Öncelikle DTK’ye bir bakalım. DTK toplantılarına AKP’nin birçok milletvekili, bakanı, cumhurbaşkanı ve başbakan danışmanları da katıldı. DTK devlet protokolünde ağırlandı, TBMM’de sunumlar yaptı. Ancak barış sürecinin bitmesi ile birlikte DTK de hızla krimanilize edildi ve Yargıtay 16. Ceza Dairesi, DTK’nin eski Eşbaşkanı Aysel Tuğluk hakkında verilen 10 yıllık hapis cezası kararında, DTK’yi “KCK ile özdeş” ve “KCK’nin dört ayaklı paradigmasının üçüncü ayağı” olarak değerlendirince, DTK üye ve delegelerine hızla cezalar yağmaya başladı, parantez açalım burada-AKP’li olanlar hariç-
Yusuf birçok akademisyen, aktivist, politikacı ile birlikte DTK’de mevsimlik işçilik, göç, emek kurultaylarına katılmış. Sadece ve sadece bu toplantılara katıldığı için Yusuf’a 10 yıl 6 ay ceza verilmesi anlaşılır bir durum değil. Bunun nedenini şöyle açıklıyor kendisi:
“Kürt Sorunu ve bağlı olarak bölgedeki sosyal-kültürel sorunların çözümü konusunda farklı siyasi çevrelerin, kurumların ve aydınların bir araya geldiği, çalıştay ve toplantılar yaptığı bir platform olarak kurulmuş olan DTK’nin etkinliklerine ben de Emek partili bir siyasetçi ve evrensel gazetesi yazarı olarak katıldım.

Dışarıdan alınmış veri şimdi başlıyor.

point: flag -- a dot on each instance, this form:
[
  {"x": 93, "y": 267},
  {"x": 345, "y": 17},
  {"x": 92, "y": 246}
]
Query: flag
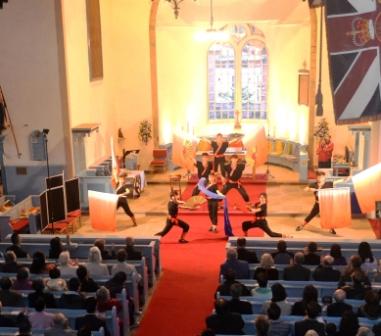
[{"x": 354, "y": 41}]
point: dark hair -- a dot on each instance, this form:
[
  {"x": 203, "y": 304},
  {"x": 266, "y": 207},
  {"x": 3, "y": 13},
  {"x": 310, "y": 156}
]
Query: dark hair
[
  {"x": 273, "y": 312},
  {"x": 278, "y": 292},
  {"x": 365, "y": 252}
]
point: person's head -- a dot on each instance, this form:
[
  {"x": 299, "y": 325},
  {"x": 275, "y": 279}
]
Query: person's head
[
  {"x": 278, "y": 292},
  {"x": 262, "y": 325},
  {"x": 298, "y": 258},
  {"x": 5, "y": 283},
  {"x": 310, "y": 294},
  {"x": 231, "y": 254},
  {"x": 267, "y": 260},
  {"x": 340, "y": 295},
  {"x": 335, "y": 251},
  {"x": 273, "y": 312},
  {"x": 121, "y": 255},
  {"x": 365, "y": 252},
  {"x": 95, "y": 255}
]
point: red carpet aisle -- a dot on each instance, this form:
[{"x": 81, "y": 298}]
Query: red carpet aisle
[{"x": 184, "y": 294}]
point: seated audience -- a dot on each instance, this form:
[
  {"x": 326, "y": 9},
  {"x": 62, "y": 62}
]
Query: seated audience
[
  {"x": 132, "y": 252},
  {"x": 94, "y": 266},
  {"x": 56, "y": 283},
  {"x": 267, "y": 266},
  {"x": 223, "y": 321},
  {"x": 371, "y": 309},
  {"x": 60, "y": 327},
  {"x": 39, "y": 292},
  {"x": 338, "y": 307},
  {"x": 310, "y": 294},
  {"x": 72, "y": 298},
  {"x": 325, "y": 272},
  {"x": 310, "y": 255},
  {"x": 338, "y": 258},
  {"x": 66, "y": 265},
  {"x": 244, "y": 254},
  {"x": 8, "y": 296},
  {"x": 22, "y": 281},
  {"x": 10, "y": 263},
  {"x": 279, "y": 296},
  {"x": 297, "y": 272},
  {"x": 56, "y": 248},
  {"x": 313, "y": 310},
  {"x": 87, "y": 283},
  {"x": 40, "y": 319},
  {"x": 262, "y": 292},
  {"x": 240, "y": 267},
  {"x": 235, "y": 304},
  {"x": 15, "y": 247},
  {"x": 277, "y": 327},
  {"x": 282, "y": 256}
]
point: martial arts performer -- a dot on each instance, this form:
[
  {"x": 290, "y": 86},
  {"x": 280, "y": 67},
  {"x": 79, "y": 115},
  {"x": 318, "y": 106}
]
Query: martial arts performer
[
  {"x": 219, "y": 147},
  {"x": 121, "y": 189},
  {"x": 315, "y": 187},
  {"x": 260, "y": 211},
  {"x": 204, "y": 167},
  {"x": 233, "y": 174},
  {"x": 173, "y": 220}
]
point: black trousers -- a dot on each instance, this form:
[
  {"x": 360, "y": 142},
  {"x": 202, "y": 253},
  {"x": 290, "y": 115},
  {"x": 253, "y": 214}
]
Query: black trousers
[
  {"x": 213, "y": 211},
  {"x": 228, "y": 186},
  {"x": 262, "y": 224},
  {"x": 170, "y": 224},
  {"x": 314, "y": 211},
  {"x": 123, "y": 203}
]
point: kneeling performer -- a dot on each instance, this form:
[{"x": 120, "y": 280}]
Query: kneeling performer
[{"x": 173, "y": 210}]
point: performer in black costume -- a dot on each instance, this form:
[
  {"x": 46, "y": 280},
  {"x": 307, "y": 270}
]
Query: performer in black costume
[
  {"x": 173, "y": 220},
  {"x": 219, "y": 147},
  {"x": 233, "y": 174},
  {"x": 260, "y": 211},
  {"x": 121, "y": 189},
  {"x": 315, "y": 187},
  {"x": 204, "y": 167}
]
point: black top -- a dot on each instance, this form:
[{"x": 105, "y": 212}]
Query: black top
[
  {"x": 173, "y": 208},
  {"x": 202, "y": 171},
  {"x": 236, "y": 174},
  {"x": 219, "y": 150}
]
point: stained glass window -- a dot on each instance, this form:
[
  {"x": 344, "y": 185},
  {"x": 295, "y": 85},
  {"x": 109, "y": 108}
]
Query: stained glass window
[
  {"x": 221, "y": 81},
  {"x": 254, "y": 80}
]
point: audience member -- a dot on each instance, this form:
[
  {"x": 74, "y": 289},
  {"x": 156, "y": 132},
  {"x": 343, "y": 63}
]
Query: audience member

Bu kapsamda Mezopotamya Sosyal Forumunda Ortadoğu’daki gelişmelerle ilgili bir panele, Mevsimlik Tarım İşçileri Kurultayı ve Emek Çalıştayına katılmam terör örgütü üyeliği iddiası üzerinden bana ceza verilmesinin gerekçesi yapıldı. Üstelik yüzümü bile görmeyen mahkeme heyeti “suça meyilli” olduğum gerekçesiyle ceza artırımına gitti. İddianamede “gizli örgüt görüşmesi” olduğu iddia edilen bütün görüşmeleri partili ve gazeteci arkadaşlarımla yaptığımı belgeleri ile kanıtlamama rağmen ceza verildi.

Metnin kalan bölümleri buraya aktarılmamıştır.